On top of manmade disturbances, drought and a warming climate take their own toll, further reducing soil-protecting vegetation, increasing aridity and drying up riverbeds that then become significant sources of dust emissions.
The silver lining to the dust problem, if there is one, is that the increase in these windblown particles is an easier problem to tackle than climate change, the other major threat to the Rocky Mountain snowpack.
Scientists already know the location of many of the dust emission hotspots, said Belnap, who studies dryland and rangeland ecosystems.
“Big clouds are coming from the same zone over and over and over again,” she said. Several of those zones are on the Navajo Nation in northeast Arizona, where soils are dominated by fine sands that easily get swept up by the wind, she said.
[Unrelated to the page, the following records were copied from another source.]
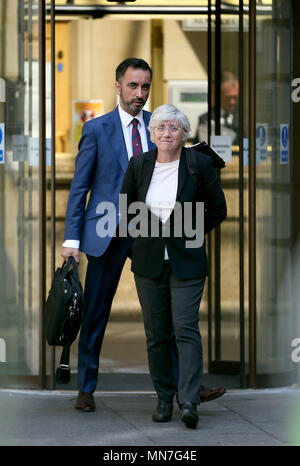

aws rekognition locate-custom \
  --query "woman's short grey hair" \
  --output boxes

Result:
[148,104,191,144]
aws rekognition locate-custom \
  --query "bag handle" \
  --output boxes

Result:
[61,256,79,282]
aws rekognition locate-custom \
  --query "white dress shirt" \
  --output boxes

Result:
[63,105,148,249]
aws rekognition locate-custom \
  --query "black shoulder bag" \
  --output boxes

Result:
[44,257,84,383]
Addressing those acute dust sources can produce a big bang for the buck, Belnap said. There aren’t that many of them and, relatively speaking, they aren’t that big, but stabilizing them would eliminate a significant proportion of the dust emissions that end up on the Rocky Mountain snowpack, she said.
“My answer is to do what they did in the Dust Bowl, but amended so it works in the desert,” Belnap said, naming strategies like building structures to block the wind, then planting vegetation downwind from those to knit soils into place.
From his office in Flagstaff, Munson is working on a map of areas that are particularly prone to wind erosion to better inform land use decisions and discourage things like road construction in a particularly high-risk area, he said. For another project this summer, Munson said his team is headed to degraded lands in northern Arizona and Utah to test out different soil amendments, seed mixes and other tactics to see what can best regenerate the land in a timely way. In fact, there are a lot of things land managers can do to mitigate dust, regain vegetative cover and restore the landscape, Munson said.
“In a nutshell, we’re trying to be more proactive instead of having a doomsday approach,” he said.